Crisis of confidence
If Georgia doesn’t have a crisis in confidence over nuclear cost estimates, it should. (By the way, an average Georgia Power residential customer pays $100 a year toward Vogtle, and they don’t really have a choice because the company has a state-enforced territorial monopoly.)
Georgia Power, I think, already knows it has a credibility issue. It brought in outside consultants to offer up cost projections, too. The supporting cast, I imagine, is supposed to help the power company get its numbers right and convince others they can be trusted. Southern said that later this month it expects to report updated estimates to the PSC and a recommendation on whether to continue the project it, shelve part of it or park the whole thing.

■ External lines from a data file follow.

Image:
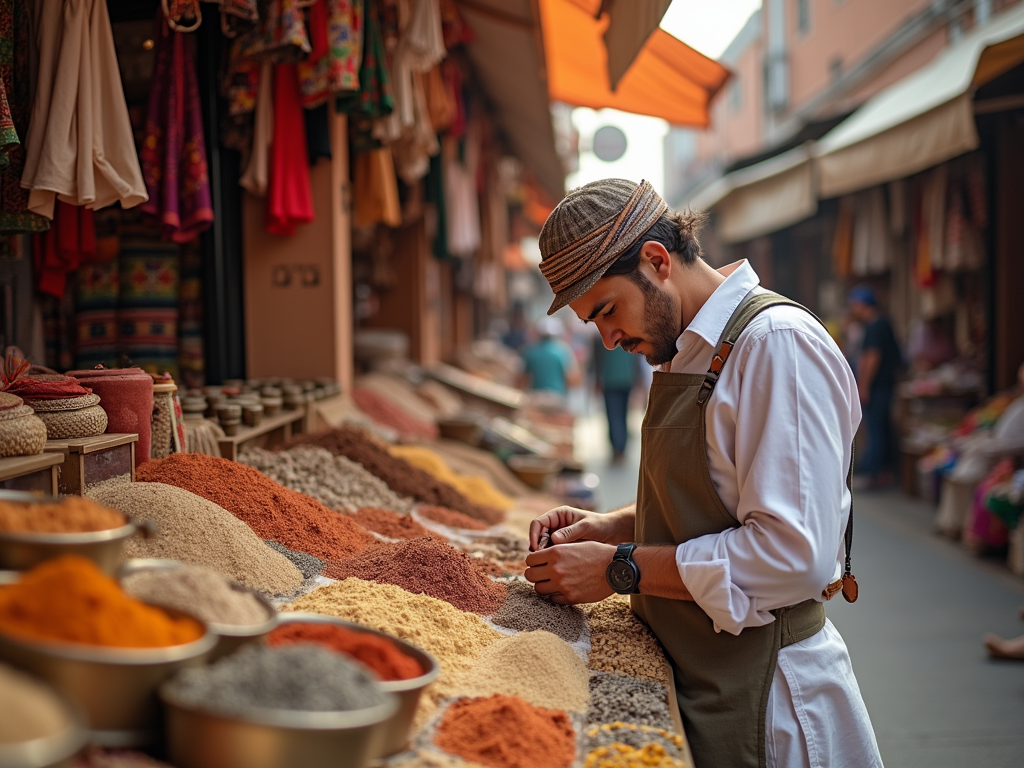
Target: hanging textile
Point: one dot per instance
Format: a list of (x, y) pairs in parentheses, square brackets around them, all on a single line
[(334, 65), (15, 29), (80, 145), (173, 153), (375, 189), (375, 97), (290, 200), (70, 241), (255, 177)]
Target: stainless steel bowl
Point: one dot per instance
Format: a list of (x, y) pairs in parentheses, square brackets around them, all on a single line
[(115, 688), (395, 734), (24, 551), (229, 637), (272, 738)]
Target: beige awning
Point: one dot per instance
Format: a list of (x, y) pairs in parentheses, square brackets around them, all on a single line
[(763, 198), (508, 56), (923, 120)]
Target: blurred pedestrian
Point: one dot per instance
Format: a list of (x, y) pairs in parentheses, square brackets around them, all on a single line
[(615, 374), (549, 364), (878, 367)]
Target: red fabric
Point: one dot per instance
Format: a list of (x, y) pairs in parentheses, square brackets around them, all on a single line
[(290, 201), (31, 388), (70, 241)]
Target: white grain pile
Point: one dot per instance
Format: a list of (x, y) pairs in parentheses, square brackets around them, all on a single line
[(199, 532), (336, 481)]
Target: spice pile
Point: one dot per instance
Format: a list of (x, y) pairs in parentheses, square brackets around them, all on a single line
[(425, 566), (336, 481), (474, 487), (299, 677), (620, 642), (69, 599), (201, 592), (507, 732), (400, 476), (72, 515), (451, 636), (30, 710), (450, 517), (392, 524), (197, 531), (537, 667), (525, 610), (374, 651), (272, 511)]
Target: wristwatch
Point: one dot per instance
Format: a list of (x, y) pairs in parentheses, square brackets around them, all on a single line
[(623, 573)]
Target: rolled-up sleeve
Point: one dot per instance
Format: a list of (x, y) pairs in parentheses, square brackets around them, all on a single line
[(794, 410)]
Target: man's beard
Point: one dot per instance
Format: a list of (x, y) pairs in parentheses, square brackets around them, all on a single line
[(662, 324)]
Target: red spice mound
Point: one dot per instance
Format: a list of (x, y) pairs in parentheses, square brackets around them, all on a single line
[(378, 653), (451, 518), (391, 524), (428, 567), (506, 732), (382, 411), (274, 512), (401, 477)]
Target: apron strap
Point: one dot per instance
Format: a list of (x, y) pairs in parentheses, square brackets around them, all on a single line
[(758, 300)]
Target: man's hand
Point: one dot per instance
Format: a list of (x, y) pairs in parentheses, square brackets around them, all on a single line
[(565, 524), (571, 573)]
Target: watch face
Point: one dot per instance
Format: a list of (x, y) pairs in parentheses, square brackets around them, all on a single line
[(622, 576)]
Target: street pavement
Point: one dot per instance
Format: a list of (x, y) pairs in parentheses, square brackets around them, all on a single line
[(914, 635)]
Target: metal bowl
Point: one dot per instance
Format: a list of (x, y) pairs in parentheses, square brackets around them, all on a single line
[(24, 551), (115, 688), (230, 637), (272, 738), (394, 736)]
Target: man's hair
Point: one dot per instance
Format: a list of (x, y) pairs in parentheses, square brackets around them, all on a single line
[(677, 230)]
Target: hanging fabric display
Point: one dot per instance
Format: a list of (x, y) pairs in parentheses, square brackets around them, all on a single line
[(173, 152), (80, 145), (15, 30), (336, 36), (290, 200)]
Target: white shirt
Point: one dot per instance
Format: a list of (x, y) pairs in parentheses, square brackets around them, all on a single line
[(779, 428)]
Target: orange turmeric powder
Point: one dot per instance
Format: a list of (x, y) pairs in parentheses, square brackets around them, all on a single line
[(70, 599), (71, 515)]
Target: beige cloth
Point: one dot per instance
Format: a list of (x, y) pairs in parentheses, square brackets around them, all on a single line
[(257, 174), (80, 146)]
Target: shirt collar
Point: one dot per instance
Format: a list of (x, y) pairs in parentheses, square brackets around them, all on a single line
[(712, 318)]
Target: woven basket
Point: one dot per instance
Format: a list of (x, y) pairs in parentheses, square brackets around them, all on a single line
[(67, 403), (65, 425), (24, 436), (17, 412)]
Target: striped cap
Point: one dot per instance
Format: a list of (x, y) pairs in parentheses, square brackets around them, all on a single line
[(592, 227)]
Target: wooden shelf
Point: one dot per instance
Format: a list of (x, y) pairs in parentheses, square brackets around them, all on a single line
[(272, 430)]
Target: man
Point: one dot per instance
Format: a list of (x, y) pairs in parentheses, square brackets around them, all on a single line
[(549, 364), (878, 365), (742, 503)]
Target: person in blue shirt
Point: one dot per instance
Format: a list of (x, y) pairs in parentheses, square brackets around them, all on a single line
[(549, 364), (615, 373)]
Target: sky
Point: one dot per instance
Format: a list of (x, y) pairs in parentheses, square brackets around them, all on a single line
[(708, 26)]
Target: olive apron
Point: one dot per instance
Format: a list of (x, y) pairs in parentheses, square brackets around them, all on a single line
[(722, 680)]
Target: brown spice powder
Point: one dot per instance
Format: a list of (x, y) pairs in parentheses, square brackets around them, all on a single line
[(507, 732), (451, 518), (272, 511), (425, 566), (391, 524), (401, 476)]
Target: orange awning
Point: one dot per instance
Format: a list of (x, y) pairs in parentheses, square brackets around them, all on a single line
[(668, 79)]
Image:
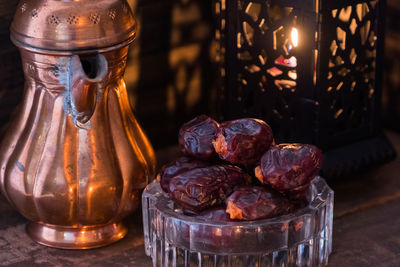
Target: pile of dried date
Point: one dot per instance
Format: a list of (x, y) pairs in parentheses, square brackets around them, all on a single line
[(235, 171)]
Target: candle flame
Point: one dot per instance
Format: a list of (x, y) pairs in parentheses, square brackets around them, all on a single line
[(295, 37)]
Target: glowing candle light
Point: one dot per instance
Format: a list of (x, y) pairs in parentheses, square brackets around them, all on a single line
[(295, 37)]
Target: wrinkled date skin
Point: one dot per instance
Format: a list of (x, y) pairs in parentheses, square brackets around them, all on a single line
[(201, 188), (243, 141), (196, 136), (181, 165), (217, 214), (256, 202), (289, 167)]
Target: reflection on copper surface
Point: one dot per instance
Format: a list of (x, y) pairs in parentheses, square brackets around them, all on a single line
[(75, 160)]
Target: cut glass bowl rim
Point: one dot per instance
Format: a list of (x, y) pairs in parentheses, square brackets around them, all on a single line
[(318, 182)]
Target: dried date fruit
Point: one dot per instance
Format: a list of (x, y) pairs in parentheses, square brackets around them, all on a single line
[(196, 136), (217, 214), (287, 167), (243, 141), (181, 165), (202, 188), (256, 202)]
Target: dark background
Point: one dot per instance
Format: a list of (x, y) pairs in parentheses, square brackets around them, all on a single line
[(171, 72)]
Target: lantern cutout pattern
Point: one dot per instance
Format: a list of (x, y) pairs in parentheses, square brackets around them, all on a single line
[(311, 69)]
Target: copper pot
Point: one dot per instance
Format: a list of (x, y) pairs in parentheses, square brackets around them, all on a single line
[(74, 159)]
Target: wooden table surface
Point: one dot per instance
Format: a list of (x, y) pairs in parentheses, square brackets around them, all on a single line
[(366, 229)]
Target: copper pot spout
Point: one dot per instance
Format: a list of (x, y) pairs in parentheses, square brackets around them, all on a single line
[(74, 160)]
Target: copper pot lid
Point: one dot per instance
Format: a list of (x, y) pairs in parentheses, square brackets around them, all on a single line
[(66, 26)]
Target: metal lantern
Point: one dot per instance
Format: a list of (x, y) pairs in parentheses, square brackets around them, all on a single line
[(312, 69)]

The project’s future was further clouded earlier this year when Westinghouse, Vogtle’s main contractor, filed for bankruptcy protection. That pushed Vogtle costs and uncertainty back on Georgia Power and the project’s smaller co-owners, including Oglethorpe Power (which includes dozens of community electric membership corporations in the state), the Municipal Electric Authority of Georgia (which is owned by city utilities) and the city of Dalton.
Nuclear is an important and prudent part of the energy mix, Oglethorpe CEO Mike Smith wrote. But “a decision to go forward would require our having high-confidence in the estimate to complete – both dollars and time.”
High confidence. Is that possible?
That’s not really a knock on Georgia Power. It’s more curiosity about whether anyone would have great confidence when it comes to projecting the costs of new nuclear construction in the U.S. In recent days, two South Carolina utilities announced plans to halt a nuclear project that was essentially the twin of Georgia’s Vogtle.
In Georgia, the PSC gets say on whether Vogtle’s project can be abandoned or if Georgia Power can charge customers still more for the growing costs.
Tim Echols, who sits on the PSC, emailed that he is “not interested in raising the certified cost or changing the existing stipulation in any way.”
The project can be completed with billions of dollars in promised payouts from Westinghouse’s parent, Toshiba Corp., he wrote. But Toshiba is financially shaky, and if it files for bankruptcy “the math doesn’t work and the Vogtle project probably terminates or gets converted to natural gas.”
Lauren “Bubba” McDonald, who sits on the regulatory Georgia PSC, told me any decision to continue Vogtle should include some kind of “guarantees” from Georgia Power that it can meet the goals.
“They need to have some skin in the game,” McDonald said, adding later, “You can’t run from the responsibility of ownership.”
Will Georgia Power go for that?
Maybe it won’t have much choice. “They are not in a very driving position right now,” McDonald said.
By the way, he sounded chapped about a move by Georgia Power – OK’d by his colleagues last year – to force the company’s customers to pay for work on whether to build yet another nuclear plant. The work was eventually suspended.
“Wasted $50 million,” McDonald said.
Marietta mayor Steve “Thunder” Tumlin, who sits on the board of Vogtle co-owner MEAG, told me Georgia Power has to provide “compelling” evidence for continuing the project. If it did, he said, he expects to back them.
I asked him why he would put his faith in Georgia Power, given the company’s track record on projections.
“They are the best thing we got,” he told me.
“You could look back and see some bad facts,” he said, but “but nobody else besides them had the wherewithal to get us this far along.”
I agree with at least that last point if I can tweak the intent: Georgia Power certainly got us to where we are today.